Aquí ya sabíamos de su forma de proceder, de esa horma tan suya de dejar que todo se cueza a fuego lento y acabe ahogándose en su propia salsa, como esas langostas que observas vivas en el escaparate del restaurante, que ves como se mueven lentamente, pero que una hora después las tienes en tu plato, cocidas y bien muertas, tanto que si eres un poco así te cuesta hincarle el diente. Y en este punto me viene a la memoria lo del tesorero de su partido, un tal Bárcenas, implicado en la Gürtel, y al que usted defendía al principio de todo aquello con frases del estilo “Yo he hablado con Bárcenas y el me ha dicho que no tiene nada que ver con todo eso, y yo le creo”; cómo nos acordamos también de un tal Francisco Camps, ya sabe aquel ilustre presidente valenciano al que usted llamaba agradecidamente mi amigo Paco porque le sacó las castañas del fuego cuando allá por el año 2008 otra vez nadie daba un duro por usted en su partido, el mismo al que en un mitin en la plaza de toros de Valencia puso como ejemplo de lo que había que hacer en este país para salir de la crisis: “(Camps) es un extraordinario dirigente, un político honrado (…) yo creo en ti. Y estaré detrás de ti, delante o al lado, me da igual”, fueron algunas de sus palabras aquel día. Y todo ello ya cuando todo el mundo sabía lo que sabía del señor Camps, un hombre que acabó como acabó, apestado hasta en su propio partido, el de usted. Y, claro, sin que usted moviera ni un dedo para echarlo ni para mantenerlo. A fuego lento. Ese es el drama de sus colaboradores y compañeros cuando caen en desgracia, la lenta agonía . Solo esperar pacientemente a que el tiempo vaya poniendo a cada uno en su sitio. Pero, ya le digo, no sé si la fórmula será suficiente…
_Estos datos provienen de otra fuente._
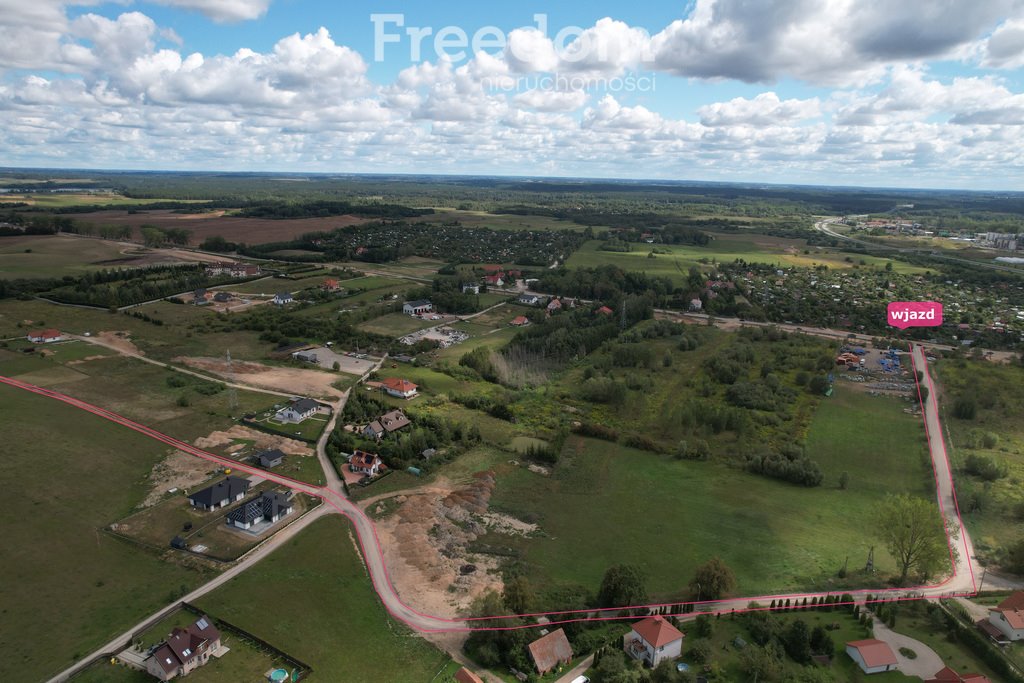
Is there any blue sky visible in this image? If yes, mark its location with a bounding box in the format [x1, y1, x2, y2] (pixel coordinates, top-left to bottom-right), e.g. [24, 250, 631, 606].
[0, 0, 1024, 189]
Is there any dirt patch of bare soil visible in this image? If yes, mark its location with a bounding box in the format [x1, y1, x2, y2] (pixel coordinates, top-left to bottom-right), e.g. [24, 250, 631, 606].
[96, 331, 145, 355]
[377, 472, 536, 616]
[142, 451, 217, 508]
[174, 356, 342, 397]
[193, 425, 312, 456]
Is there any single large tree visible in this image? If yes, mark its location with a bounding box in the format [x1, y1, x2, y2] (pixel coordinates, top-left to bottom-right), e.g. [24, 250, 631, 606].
[690, 557, 736, 600]
[597, 564, 647, 607]
[876, 494, 949, 583]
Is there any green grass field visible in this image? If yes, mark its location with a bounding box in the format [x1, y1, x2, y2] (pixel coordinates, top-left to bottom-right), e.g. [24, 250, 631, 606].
[0, 385, 211, 681]
[198, 516, 449, 683]
[479, 382, 938, 598]
[0, 235, 138, 279]
[355, 313, 441, 338]
[566, 234, 924, 282]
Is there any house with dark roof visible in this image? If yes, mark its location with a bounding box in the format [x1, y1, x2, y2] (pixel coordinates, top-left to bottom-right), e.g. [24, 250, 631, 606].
[144, 614, 220, 681]
[846, 638, 898, 674]
[226, 490, 293, 529]
[29, 328, 63, 344]
[273, 398, 319, 424]
[188, 474, 252, 510]
[362, 411, 413, 440]
[623, 614, 684, 668]
[526, 629, 572, 676]
[925, 667, 991, 683]
[988, 591, 1024, 640]
[256, 449, 285, 469]
[348, 451, 384, 476]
Pero, ahora, ahora la cosa señor presidente es diferente, porque lo que nos jugamos es el futuro de este país, de nuestros hijos para quien los tenga, y como le decía no sé yo si será suficiente con su manera de proceder. Si lo que quiere, que no creo, es que todos los ciudadanos de este país nos consumamos también a fuego lento, hay que reconocer que a fe de verdad que lo está consiguiendo. Ya casi no somos nada, nos estamos derritiendo, el país y su gente se está quedando sin fuerzas. Desde que usted es faro y enseña hemos perdido toneladas de autoestima, estamos casi hundidos, no vemos salida alguna y solo con mirar las estadísticas (más de 90% de los españoles son pesimistas sobre el futuro), se nos pone un cuerpo horrible. Y así, entenderá, no hay quien viva. Y eso, señor Rajoy, es duro. Incluso muy duro. Pero, claro, esto último no es que lo piense yo, que al fin y al cabo solo soy un escribiente de nada, uno más entre un millón, si no que lo grave es que empiecen como parece que han empezado a pensarlo nuestros socios europeos, esos a los que dice que no le presionaron para el rescate que usted y su ministro de Economía han bautizado como línea de crédito en condiciones ventajosas (“A mi nadie me presionó, el que presionó fui yo”, llegó usted a afirmar el domingo último para explicarlo como el gran éxito de su gestión), gentes, decía, que no paran de desmentirle y dejarle a los pies de los caballos, como ayer mismo lo hacía el presidente de la Comisión, el señor Durao Barroso, al desvelar que fue él quien le convenció por teléfono de pedir esos cien mil millones de euros para los bancos con agujeros negros. Eso, señor presidente, entenderá que preocupe.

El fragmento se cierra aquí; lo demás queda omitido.